Holden spends one night in the Edmont Hotel. He discovers it's full of "perverts and morons." Of course, Holden isn't the picture of mental health himself at this point in the book. He's about a day-and-a-half away from a complete nervous breakdown.
Tonight, I am blogging from a remote location. I am sitting in a room at the Kalahari Resort in the Wisconsin Dells. It's my annual pilgrimage to the Showstopper Dance Convention with my daughter. The place is crawling with tweenage and teenage girls wearing sequins and sporting pony tails. I believe this is my daughter's third time here.
Some people find the Dells a little, well, kitschy. And it is. Everything is overpriced and fake. We tried to order two cheese pizzas from room service a little while ago. They were going to charge us $60. We got pizza from Domino's instead. Now, everyone is settling down for the night, and I am enjoying a little quiet time.

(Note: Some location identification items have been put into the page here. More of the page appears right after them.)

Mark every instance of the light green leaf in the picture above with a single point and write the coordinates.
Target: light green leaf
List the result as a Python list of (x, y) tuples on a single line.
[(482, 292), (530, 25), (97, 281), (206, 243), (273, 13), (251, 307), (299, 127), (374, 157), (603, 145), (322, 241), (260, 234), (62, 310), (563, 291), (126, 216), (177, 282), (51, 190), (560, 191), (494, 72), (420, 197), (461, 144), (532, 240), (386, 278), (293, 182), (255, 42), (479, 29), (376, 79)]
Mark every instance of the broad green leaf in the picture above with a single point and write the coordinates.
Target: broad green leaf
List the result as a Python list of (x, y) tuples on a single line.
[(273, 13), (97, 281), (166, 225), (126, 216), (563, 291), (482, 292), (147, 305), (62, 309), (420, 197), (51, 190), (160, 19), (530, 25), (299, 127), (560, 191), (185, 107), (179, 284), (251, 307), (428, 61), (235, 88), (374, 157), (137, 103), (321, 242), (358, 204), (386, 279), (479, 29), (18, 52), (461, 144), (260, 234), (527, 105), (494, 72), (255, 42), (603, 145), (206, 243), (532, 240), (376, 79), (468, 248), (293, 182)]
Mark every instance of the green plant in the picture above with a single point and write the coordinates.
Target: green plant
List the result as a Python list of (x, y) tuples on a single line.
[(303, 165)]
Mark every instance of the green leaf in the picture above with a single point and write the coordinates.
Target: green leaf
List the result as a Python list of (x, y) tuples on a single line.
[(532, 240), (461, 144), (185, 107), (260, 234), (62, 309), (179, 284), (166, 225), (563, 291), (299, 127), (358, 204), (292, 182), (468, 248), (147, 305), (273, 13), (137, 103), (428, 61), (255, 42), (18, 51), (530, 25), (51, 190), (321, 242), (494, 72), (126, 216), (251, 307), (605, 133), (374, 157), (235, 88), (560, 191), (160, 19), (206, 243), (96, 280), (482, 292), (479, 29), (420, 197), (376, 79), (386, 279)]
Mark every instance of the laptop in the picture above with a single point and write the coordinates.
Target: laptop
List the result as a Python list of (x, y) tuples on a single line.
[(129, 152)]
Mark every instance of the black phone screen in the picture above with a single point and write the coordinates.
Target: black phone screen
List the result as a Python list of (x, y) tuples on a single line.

Before I close this post, I owe you guys a fairy tale.
Once upon a time, a simple man named Simon took his daughter on a trip to the country fair. It took them all day to arrive at the Kalahari Inn, where Simon had made reservations. Both father and daughter were so exhausted that they decided to eat in their room. They ordered a mutton pizza from the Kalahari's kitchen.
When the pizza arrived, the delivery page told them, "That will be sixty gold pieces, including the delivery charge."
Simon was outraged. "How can you charge that much money for a lousy mutton pizza?"
The page shrugged his shoulders. "Don't ask me. You're the one who ordered the pie."
Simon refused to pay for the pizza, and he and his daughter had beef jerky for dinner.
Moral of the story: Simple Simon ordered pie, man, while going to the fair.
And Saint Marty lived happily ever after.